From "Scary Movie" soundtrack
[will I am]
one two three..
like this..... ba ba duh, ba ba, yea yea, ba ba ba baduh
check this out darlin I got something to say, say
we could shovel love like all day, day
instead of all this lonliness that needs to stop, stop
I love ya down and put the hip into ya hop
you make it hard to put my egg inside ya roll, roll
lovin you is like to say she took my soul, soul
I'll break it down and let ya take total control, trol
I'm feelin you darlin, cant you see like total?

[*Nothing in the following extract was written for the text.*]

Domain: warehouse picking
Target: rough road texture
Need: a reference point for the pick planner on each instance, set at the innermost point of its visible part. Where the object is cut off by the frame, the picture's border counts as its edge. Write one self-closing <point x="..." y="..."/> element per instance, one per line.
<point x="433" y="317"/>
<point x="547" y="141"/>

and I'm not tryin to rush like I'm russel simmons
cuz baby I cant stand the rain like michael bivens
I'm serious but you be thinking that I'm kiddin
I'm here for you unlike wives for your children
ill embrace them like it was one of my own
plus she raised em all alone, that I condone
but, all, this lonliness need to stop, I love ya down and put that hip into ya hop...
[chorus]
sugah sugah sugah I really want ya
baby baby baby I really need ya
looky looky looky I got ta have, have
if I want it, want it, let me get it, get it
[apl de ap]
hey baby girl I want your loving every day
cuz you be hittin in a special type of way
I guess your aura got me actin for the push
it aint the lust I got the apl on the rush
and when you smile at me you got me goin cra-zay
you got me up on sugar inside my soul
ill be the cup that you could pour in all your love
I wont spill it in a minute that you shove
instead I will withstand the pain
understand you is the main goal to aim
if you really need me just call my name
I'm hear all the time for you babe-ay
bridge:
I'm your love you my woman I'm your man right?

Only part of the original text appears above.